Section  953.162.  Appointment And Responsibilities Of Administrator.

(a) A company may appoint an administrator or designate a person to be responsible for:

(1)  all or any part of the administration or sale of legal service contracts; and

(2)  compliance with this chapter.

(b)  The executive director may adopt rules regarding the registration of an administrator with the department.

Added by Acts 2003, 78th Leg., ch. 1181, Sec. 1, eff.
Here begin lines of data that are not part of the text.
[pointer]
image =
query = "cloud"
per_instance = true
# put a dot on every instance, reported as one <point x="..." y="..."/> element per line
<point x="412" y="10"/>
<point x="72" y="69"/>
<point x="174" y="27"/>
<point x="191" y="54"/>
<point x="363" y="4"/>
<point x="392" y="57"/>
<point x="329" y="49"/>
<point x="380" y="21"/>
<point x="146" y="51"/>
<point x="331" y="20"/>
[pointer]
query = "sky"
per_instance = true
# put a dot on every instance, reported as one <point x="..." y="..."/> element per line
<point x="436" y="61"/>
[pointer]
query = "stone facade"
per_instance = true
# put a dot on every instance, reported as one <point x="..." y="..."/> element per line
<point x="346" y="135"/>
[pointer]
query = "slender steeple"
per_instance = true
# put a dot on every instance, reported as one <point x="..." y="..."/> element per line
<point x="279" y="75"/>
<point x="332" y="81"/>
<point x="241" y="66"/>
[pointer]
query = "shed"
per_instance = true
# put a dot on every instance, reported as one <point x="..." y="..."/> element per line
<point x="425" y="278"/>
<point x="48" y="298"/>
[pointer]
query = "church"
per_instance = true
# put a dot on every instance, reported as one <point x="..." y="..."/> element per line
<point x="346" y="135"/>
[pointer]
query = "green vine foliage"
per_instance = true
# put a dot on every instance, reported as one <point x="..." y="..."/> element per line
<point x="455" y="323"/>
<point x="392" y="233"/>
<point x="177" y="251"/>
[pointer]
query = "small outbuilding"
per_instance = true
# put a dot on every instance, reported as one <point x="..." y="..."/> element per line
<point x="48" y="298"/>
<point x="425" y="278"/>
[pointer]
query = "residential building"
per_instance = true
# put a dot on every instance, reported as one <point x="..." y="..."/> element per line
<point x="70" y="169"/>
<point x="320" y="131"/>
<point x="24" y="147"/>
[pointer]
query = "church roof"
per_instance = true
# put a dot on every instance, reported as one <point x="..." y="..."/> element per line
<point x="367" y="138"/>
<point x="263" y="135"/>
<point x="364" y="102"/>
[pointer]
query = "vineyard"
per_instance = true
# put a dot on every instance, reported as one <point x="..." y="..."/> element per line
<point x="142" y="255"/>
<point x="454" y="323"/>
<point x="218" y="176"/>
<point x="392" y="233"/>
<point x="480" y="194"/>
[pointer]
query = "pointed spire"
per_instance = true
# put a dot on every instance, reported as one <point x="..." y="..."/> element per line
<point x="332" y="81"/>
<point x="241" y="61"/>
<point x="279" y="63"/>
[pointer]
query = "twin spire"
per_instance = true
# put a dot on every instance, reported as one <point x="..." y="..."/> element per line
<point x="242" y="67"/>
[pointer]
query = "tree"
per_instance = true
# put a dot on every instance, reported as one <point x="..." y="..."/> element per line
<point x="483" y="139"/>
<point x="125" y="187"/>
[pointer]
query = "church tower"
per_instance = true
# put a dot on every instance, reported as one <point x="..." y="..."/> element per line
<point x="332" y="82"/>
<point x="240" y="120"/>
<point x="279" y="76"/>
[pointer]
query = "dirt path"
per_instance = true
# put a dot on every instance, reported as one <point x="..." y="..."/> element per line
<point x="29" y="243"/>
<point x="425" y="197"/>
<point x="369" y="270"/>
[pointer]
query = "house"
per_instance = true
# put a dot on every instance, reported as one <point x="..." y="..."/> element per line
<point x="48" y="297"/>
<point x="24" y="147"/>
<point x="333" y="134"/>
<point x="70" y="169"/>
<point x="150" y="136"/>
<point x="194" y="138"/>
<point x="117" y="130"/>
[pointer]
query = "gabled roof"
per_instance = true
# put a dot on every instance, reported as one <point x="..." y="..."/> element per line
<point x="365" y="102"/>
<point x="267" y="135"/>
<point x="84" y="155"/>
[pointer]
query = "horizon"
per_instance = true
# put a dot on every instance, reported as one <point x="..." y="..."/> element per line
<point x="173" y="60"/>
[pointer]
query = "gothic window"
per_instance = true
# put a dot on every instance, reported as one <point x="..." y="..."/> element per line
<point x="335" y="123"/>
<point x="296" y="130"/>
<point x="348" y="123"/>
Sept. 1, 2003.



Subchapter E. Disciplinary Action

Section  953.201.  Disciplinary Action.

On a finding that a ground for disciplinary action exists under this chapter, the executive director may impose an administrative sanction, including any administrative penalty, as provided by Chapter 51.

Added by Acts 2003, 78th Leg., ch. 1181, Sec. 1, eff. Sept. 1, 2003.



Section  953.202.  Emergency Cease And Desist Order.

(a) The executive director may issue an emergency cease and desist order to enforce this chapter if the executive director determines that an emergency exists requiring immediate action to protect the public.

(b)  The executive director may issue the emergency cease and desist order without notice and hearing if the executive director determines that an immediate issuance is necessary under the circumstances.

(c)  The executive director shall set the time and place for a hearing to affirm, modify, or set aside an emergency cease and desist order that was issued without a hearing.

Added by Acts 2003, 78th Leg., ch. 1181, Sec. 1, eff. Sept. 1, 2003.



Section  953.203.  Injunctive Relief; Civil Penalty.

(a) The executive director may institute an action against a company or sales representative for injunctive relief under Section 51.352 to restrain a violation or a threatened violation of this chapter or an order issued or rule adopted under this chapter.

(b)  In addition to the injunctive relief provided by Subsection (a), the executive director may institute an action for a civil penalty as provided by Section 51.352.

Added by Acts 2003, 78th Leg., ch. 1181, Sec. 1, eff. Sept. 1, 2003.



Section  953.204.  Administrative Procedure. Section

s 51.310, 51.353, and 51.354 apply to a disciplinary action taken under this chapter.

Added by Acts 2003, 78th Leg., ch. 1181, Sec. 1, eff. Sept. 1, 2003.



Section  953.205.  Appeal.

A person affected by a ruling, order, decision, or other action of the executive director or department may appeal by filing a petition in a district court in Travis County.

Added by Acts 2003, 78th Leg., ch. 1181, Sec. 1, eff. Sept. 1, 2003.